Sécurité au travail et accidents : le cadre WIBA
Tout employeur kényan souscrit une assurance au titre du Work Injury Benefits Act de 2007. Ce régime obligatoire couvre les salariés blessés ou atteints d’une maladie professionnelle dans le cadre de leur travail. L’absence de couverture expose l’entreprise à des poursuites et à des amendes.
Le dispositif distingue trois types de dommages : l’incapacité permanente, l’incapacité temporaire et le décès. Chaque catégorie ouvre une indemnisation calibrée sur la gravité de l’atteinte. Le salarié, ou ses ayants droit en cas de décès, déclare l’accident pour activer la prise en charge.
L’employeur ne se limite pas à l’assurance. L’Occupational Safety and Health Act impose la prévention : équipements de protection, formation aux risques, signalement des dangers. Les secteurs industriels et le bâtiment font l’objet d’inspections régulières du Directorate of Occupational Safety and Health Services.
La bonne pratique consiste à documenter chaque mesure de sécurité. Un registre des incidents, des fiches de poste claires et des preuves de formation protègent l’entreprise en cas de contrôle ou de contentieux. Cet investissement administratif pèse peu face au coût d’un accident mal géré.
S’organiser pour recruter en conformité
Embaucher au Kenya récompense l’anticipation. Un modèle de contrat conforme, validé par un conseil local, évite la majorité des litiges. Les cabinets de Nairobi facturent la rédaction d’un contrat type entre 15 000 et 40 000 shillings, un coût marginal face au risque d’un procès aux prud’hommes locaux.
La paie demande un outillage rigoureux. Un logiciel calibré sur les barèmes NSSF, SHIF et logement automatise les retenues et les déclarations. Les erreurs de calcul, fréquentes en gestion manuelle, déclenchent des pénalités et fragilisent la relation avec le salarié.
Le recrutement de talents qualifiés dépend du secteur visé. L’analyse des secteurs porteurs pour investir au Kenya éclaire les filières où la main-d’œuvre spécialisée se trouve facilement, de la tech à l’agribusiness.
Prochaine étape : faire rédiger un contrat type conforme à l’Employment Act, paramétrer la paie sur les trois cotisations obligatoires, puis souscrire l’assurance WIBA avant la première embauche. Comptez deux semaines pour disposer d’un cadre RH opérationnel et sécurisé.
Questions fréquentes
Quel préavis respecter pour licencier au Kenya ?

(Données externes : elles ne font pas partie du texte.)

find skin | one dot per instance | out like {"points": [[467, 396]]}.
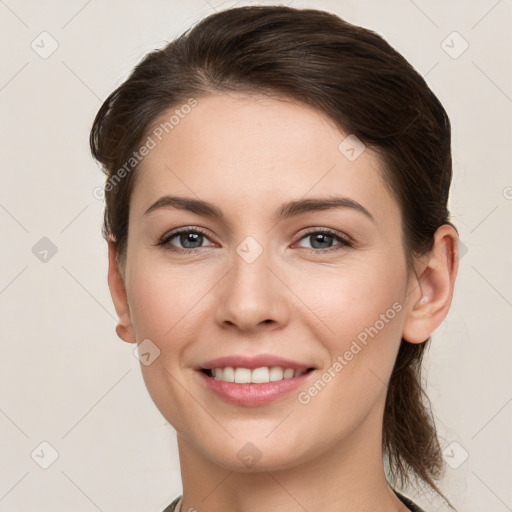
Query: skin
{"points": [[248, 155]]}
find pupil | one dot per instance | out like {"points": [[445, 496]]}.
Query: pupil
{"points": [[189, 238], [318, 238]]}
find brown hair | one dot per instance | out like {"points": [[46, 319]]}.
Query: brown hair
{"points": [[366, 87]]}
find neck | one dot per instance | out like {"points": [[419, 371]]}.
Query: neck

Pendant la période d’essai, sept jours de préavis suffisent, selon l’Employment Act 2007. Une fois l’essai terminé, le préavis légal passe à trente jours pour un contrat à salaire mensuel. L’employeur peut verser l’équivalent en salaire à la place du préavis.
Le contrat de travail doit-il être écrit au Kenya ?
Oui dès que l’emploi dépasse trois mois. L’Employment Act impose un écrit remis au salarié dans les deux mois suivant l’embauche, précisant poste, rémunération, horaires et durée. En dessous de trois mois, l’accord verbal reste valable mais expose à des litiges.
Combien coûtent les cotisations obligatoires au Kenya ?
L’employeur verse 6 % au NSSF jusqu’à 108 000 shillings de salaire (partagé à parts égales avec le salarié), 1,375 % au SHIF santé et 1,5 % au prélèvement logement. Le salarié supporte sa propre part NSSF, 2,75 % de SHIF et 1,5 % de logement.